Não só porque o eleitor do capitão reformado do Exército é fiel e não mudará de ideia ao longo do caminho. Mas também porque Haddad terá de encontrar um jeito de superar obstáculos que serão postos em seu caminho pelo próprio partido, que tentará puxá-lo para a esquerda, na ilusão de que essa será a fórmula para enfrentar o candidato da extrema-direita. 

Haddad terá ainda de entender que sua chapa é estreita do ponto de vista político. Que a vice, a deputada estadual gaúcha Manuela d’Ávila, pouco agrega em termos de votos, pois o PCdoB já vota no PT. E que, em toda sua vida, o PT nunca venceu uma eleição presidencial quando não se uniu com o centro. Em 1989, com o senador José Paulo Bisol (PSB), em 1994, com Aloizio Mercadante (PT), e em 1998, com Leonel Brizola (PDT), Lula perdeu todas as eleições.

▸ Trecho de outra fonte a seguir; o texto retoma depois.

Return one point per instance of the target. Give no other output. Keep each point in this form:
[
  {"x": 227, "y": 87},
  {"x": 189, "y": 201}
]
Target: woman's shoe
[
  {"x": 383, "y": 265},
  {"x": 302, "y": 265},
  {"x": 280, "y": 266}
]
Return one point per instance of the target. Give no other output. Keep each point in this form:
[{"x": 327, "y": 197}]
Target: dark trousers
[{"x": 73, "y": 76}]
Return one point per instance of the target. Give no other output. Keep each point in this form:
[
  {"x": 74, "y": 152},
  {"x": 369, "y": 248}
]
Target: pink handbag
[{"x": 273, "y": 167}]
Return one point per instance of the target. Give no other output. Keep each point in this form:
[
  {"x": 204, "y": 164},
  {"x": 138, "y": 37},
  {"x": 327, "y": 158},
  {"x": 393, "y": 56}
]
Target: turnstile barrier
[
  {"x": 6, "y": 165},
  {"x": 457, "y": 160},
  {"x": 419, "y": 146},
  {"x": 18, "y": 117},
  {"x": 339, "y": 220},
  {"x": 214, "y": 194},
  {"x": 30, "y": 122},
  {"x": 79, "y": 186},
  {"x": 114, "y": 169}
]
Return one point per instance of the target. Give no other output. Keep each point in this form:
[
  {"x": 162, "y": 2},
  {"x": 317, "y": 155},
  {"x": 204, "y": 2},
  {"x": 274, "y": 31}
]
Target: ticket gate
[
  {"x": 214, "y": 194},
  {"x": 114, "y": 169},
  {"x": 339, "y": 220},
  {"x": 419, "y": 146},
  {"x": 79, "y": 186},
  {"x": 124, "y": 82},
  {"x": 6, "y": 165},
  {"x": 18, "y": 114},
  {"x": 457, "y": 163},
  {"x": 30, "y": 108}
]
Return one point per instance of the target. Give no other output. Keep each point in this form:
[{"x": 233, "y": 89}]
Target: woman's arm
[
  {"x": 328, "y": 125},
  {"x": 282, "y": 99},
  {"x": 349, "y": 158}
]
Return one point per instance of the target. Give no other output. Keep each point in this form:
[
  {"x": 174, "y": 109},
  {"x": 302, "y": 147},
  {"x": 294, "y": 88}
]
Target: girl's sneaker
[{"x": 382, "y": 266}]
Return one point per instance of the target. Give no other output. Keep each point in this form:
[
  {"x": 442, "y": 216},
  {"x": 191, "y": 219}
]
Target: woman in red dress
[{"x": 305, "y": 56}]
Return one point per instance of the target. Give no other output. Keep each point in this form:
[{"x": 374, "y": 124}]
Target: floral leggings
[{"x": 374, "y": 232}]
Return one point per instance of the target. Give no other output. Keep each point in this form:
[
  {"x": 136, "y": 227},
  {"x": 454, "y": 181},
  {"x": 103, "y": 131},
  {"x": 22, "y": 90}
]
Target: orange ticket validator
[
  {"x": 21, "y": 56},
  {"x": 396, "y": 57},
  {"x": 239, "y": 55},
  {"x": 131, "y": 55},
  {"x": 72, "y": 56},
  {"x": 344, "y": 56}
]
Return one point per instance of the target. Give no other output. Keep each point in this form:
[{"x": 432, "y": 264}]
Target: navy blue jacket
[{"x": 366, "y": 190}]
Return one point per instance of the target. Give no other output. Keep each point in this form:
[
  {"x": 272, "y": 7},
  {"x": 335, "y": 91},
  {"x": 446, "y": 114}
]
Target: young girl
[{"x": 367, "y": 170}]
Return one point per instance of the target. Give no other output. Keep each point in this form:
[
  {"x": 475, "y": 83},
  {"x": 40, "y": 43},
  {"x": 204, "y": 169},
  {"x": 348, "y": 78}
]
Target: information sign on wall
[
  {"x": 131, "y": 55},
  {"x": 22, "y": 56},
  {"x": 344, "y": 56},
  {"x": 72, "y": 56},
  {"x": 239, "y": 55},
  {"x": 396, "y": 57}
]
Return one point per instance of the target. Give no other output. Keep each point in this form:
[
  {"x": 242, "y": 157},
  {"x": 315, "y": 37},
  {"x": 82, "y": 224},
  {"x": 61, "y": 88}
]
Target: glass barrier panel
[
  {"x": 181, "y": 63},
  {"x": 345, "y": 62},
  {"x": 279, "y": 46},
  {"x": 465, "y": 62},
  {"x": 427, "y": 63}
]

Só em 2002, quando Lula e o PT entenderam que precisavam mudar seu arco político, e foram atrás do PL (hoje PR) de Valdemar Costa Neto, é que conseguiram vencer. O vice José Alencar logo abriu caminho para o centro e, com seu charme mineiro e bonachão, atraiu os empresários. Mesmo assim, Lula teve de escrever uma “Carta ao povo brasileiro” ainda em junho, se comprometendo a não fazer loucuras na economia. E, ao vencer a eleição, foi atrás do PSDB e lhe tirou o deputado eleito Henrique Meirelles, de Goiás, tornando-o seu presidente do Banco Central. Meirelles, não é preciso dizer, deu conta do recado, controlou a inflação e ajudou a equilibrar as contas públicas. 

Portanto, o que Haddad precisa fazer o mais breve possível é um aceno para o centro, para o empresariado, para o mercado, para o brasileiro que votou em candidatos que não seguiram a onda pró-Bolsonaro. Haddad precisa ainda convencer o eleitor de que falará por si, que não é só um poste de Lula, como o foi Dilma, a presidente da República que destruiu o sonho do PT de se manter por anos e anos no poder. O brasileiro, pelo jeito, ainda não se esqueceu do desastre que foi o governo dela. Negou-lhe a vaga para o Senado, como negou para os que fizeram parte da tropa de choque de Dilma durante o processo de impeachment: Lindbergh Farias (RJ) e Vanessa Grazziotin (AM).